Cross-Lane Communication: When Lanes Need to Talk

By Cedric Bail

July 12, 2025

Warning

Historical note. This post is a thought experiment that predates the actual TinyGo SPMD compiler. The high-level point (that base64 decoding requires data exchange between lanes) survived, but the actual base64 decoder we ended up shipping does not use SwizzleWithin + RotateWithin at all. The working AVX2 decoder uses a cascading byte → int16 → int32 pipeline that triggers vpmaddubsw + vpmaddwd + vpshufb + vpermd, achieving ~17 GB/s (~9x Go stdlib). See the base64-mula-lemire example and the vectorized-table-lookup section of Writing SPMD Go for the patterns that actually work. Other drift from this post: lanes.From returns a Varying[T] of bounded width (it caps to lane count), Varying field/element addressing via r[i] = ... is not how lane writes are expressed (use lanes.Index() and arithmetic), and []byte(output) conversion from a varying value is not supported; use lanes.CompactStore or contiguous slice writes. The *Within builtins are real, but constant-index only in current codegen.

When Independent Lanes Aren’t Enough

Most SPMD examples show lanes working independently, each processing its own data without communicating with neighbors. But real-world algorithms often require cross-lane communication: lanes must exchange data to solve the problem correctly. Base64 decoding demonstrates this problem, transforming groups of 4 ASCII characters into groups of 3 bytes through coordinated lane operations.

This draws from Miguel Young de la Sota’s “Designing a SIMD Algorithm from Scratch”. Go read his article for the deep dive – this one focuses on how the same algorithm could look in Go with an SPMD extension.

The Problem: 4-to-3 Data Transformation

Base64 encoding converts every 3 bytes into 4 ASCII characters. Decoding reverses this: 4 ASCII characters become 3 bytes. This mismatch creates the core challenge: we can’t simply process each character independently because the output structure differs from the input structure.

Let’s look first at how we would iterate over all the data.

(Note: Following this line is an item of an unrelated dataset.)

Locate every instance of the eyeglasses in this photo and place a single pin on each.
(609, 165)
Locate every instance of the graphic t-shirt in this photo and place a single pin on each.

// Package main demonstrates cross-lane communication in SPMD Go
// Based on: https://github.com/mcy/vb64/blob/main/src/simd.rs#L16-L144
package main

import (
 "lanes"
 "reduce"
)

func Decode(ascii []byte) ([]byte, bool) {
 if len(ascii) == 0 {
  return nil, true
 }
 if len(ascii)%4 != 0 {
  return nil, false // Base64 requires input length multiple of 4
 }

 decoded := make([]byte, 0, len(ascii)*3/4)
 pattern := outputPattern()

 go for _, v := range ascii {
  decodedChunk, valid := decodeChunk(v, pattern)
  if !valid {
   return nil, false
  }
  decoded = append(decoded, decodedChunk...)
 }

 return decoded, true
}

The range ascii syntax processes the byte slice in SPMD fashion. The algorithm’s cross-lane operations use *Within functions with group size 4 to maintain the correct 4-to-3 byte transformation pattern regardless of the hardware’s actual SIMD width.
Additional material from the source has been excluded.